Don't you have alternatives in Dart?
I don't think so, the null aware operator doesn't rescue the nullable out of the parameter list.
overwriting [] seems like readability nightmare.
Won't something like this work more clearly?
extension NullCall<T> on T? {
R? let<R>(R Function(T) f) => this == null ? null : f(this as T);
}
void example() {
int? n;
n.let(math.sqrt);
}
This kind of immitates Kotlin let.
So you're using [] as an alternative function call syntax to (), usable with nullable parameters?
What's the alternative? let x = n is null ? null : math.sqrt(n);?
In principle, I like the idea. I wonder whether something with a question mark would make more sense, because I'm used to alternative null handling with question marks (C#, ??, ?.ToString(), etc). And I would want to see it in practice before coming to an early conclusion on whether to establish as a project principle or not.
math.sqrt?() may imply the function itself may be null. (? ) for math.sqrt(?n)? 🤔
I find [] problematic because it's an index accessor.

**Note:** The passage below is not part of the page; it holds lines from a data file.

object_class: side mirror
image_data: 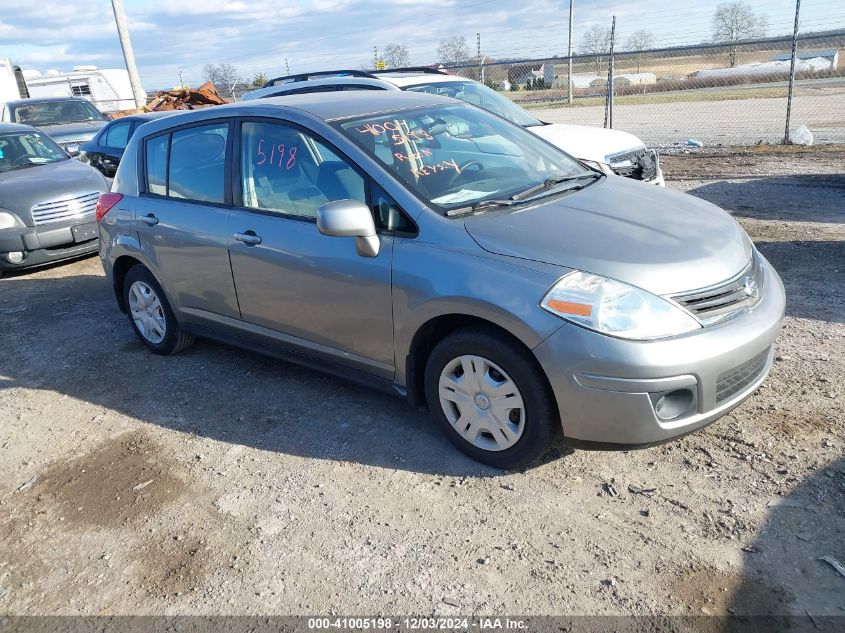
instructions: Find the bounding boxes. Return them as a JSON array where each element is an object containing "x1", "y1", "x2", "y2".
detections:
[{"x1": 317, "y1": 200, "x2": 381, "y2": 257}]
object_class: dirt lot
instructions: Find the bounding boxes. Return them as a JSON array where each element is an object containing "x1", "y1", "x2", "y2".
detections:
[
  {"x1": 0, "y1": 148, "x2": 845, "y2": 617},
  {"x1": 531, "y1": 84, "x2": 845, "y2": 147}
]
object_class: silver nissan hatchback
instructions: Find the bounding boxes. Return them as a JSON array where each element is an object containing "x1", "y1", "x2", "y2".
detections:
[{"x1": 97, "y1": 91, "x2": 784, "y2": 469}]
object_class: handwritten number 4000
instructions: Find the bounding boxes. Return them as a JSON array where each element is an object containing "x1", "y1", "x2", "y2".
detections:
[{"x1": 255, "y1": 138, "x2": 296, "y2": 169}]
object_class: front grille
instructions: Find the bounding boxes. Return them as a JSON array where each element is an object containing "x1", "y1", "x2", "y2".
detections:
[
  {"x1": 32, "y1": 191, "x2": 100, "y2": 225},
  {"x1": 672, "y1": 253, "x2": 763, "y2": 325},
  {"x1": 716, "y1": 348, "x2": 771, "y2": 404},
  {"x1": 605, "y1": 148, "x2": 657, "y2": 180}
]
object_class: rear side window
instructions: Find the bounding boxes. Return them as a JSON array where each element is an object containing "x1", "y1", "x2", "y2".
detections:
[
  {"x1": 167, "y1": 124, "x2": 229, "y2": 203},
  {"x1": 145, "y1": 123, "x2": 229, "y2": 204},
  {"x1": 104, "y1": 121, "x2": 132, "y2": 149},
  {"x1": 144, "y1": 134, "x2": 170, "y2": 196}
]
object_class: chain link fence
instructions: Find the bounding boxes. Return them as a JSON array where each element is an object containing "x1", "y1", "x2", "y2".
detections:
[{"x1": 447, "y1": 30, "x2": 845, "y2": 151}]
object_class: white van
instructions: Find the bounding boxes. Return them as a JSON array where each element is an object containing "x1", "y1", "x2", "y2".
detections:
[
  {"x1": 26, "y1": 66, "x2": 143, "y2": 113},
  {"x1": 0, "y1": 58, "x2": 29, "y2": 103}
]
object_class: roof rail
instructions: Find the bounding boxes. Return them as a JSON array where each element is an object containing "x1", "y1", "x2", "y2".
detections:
[
  {"x1": 369, "y1": 66, "x2": 449, "y2": 75},
  {"x1": 262, "y1": 70, "x2": 376, "y2": 88}
]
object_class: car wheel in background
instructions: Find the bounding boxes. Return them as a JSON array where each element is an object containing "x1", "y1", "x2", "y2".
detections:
[
  {"x1": 425, "y1": 327, "x2": 560, "y2": 470},
  {"x1": 123, "y1": 265, "x2": 194, "y2": 354}
]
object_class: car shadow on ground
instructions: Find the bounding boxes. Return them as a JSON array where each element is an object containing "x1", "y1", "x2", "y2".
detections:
[
  {"x1": 724, "y1": 458, "x2": 845, "y2": 631},
  {"x1": 687, "y1": 174, "x2": 845, "y2": 223},
  {"x1": 0, "y1": 274, "x2": 567, "y2": 477},
  {"x1": 756, "y1": 239, "x2": 845, "y2": 323}
]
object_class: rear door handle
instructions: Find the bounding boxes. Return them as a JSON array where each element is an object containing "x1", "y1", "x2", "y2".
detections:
[{"x1": 235, "y1": 231, "x2": 261, "y2": 246}]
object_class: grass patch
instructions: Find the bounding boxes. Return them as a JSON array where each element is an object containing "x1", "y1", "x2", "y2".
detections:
[{"x1": 514, "y1": 86, "x2": 787, "y2": 110}]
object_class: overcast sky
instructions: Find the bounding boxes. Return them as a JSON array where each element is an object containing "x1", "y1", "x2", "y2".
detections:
[{"x1": 0, "y1": 0, "x2": 845, "y2": 90}]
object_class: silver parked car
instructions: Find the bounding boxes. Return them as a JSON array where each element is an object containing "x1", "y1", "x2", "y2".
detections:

So it may be ambiguous between prop or field indexed access and method optional param calls. Dunno how that is in Dart specifically.
Yeah pretty much as you said. I tried overriding ?[] to make it more clear but apparently ? operators can't be overriden.
I think I'll go for .callMaybe()
Don't overload things if the semantics don't match. You're not accessing something in a container; you're calling a function.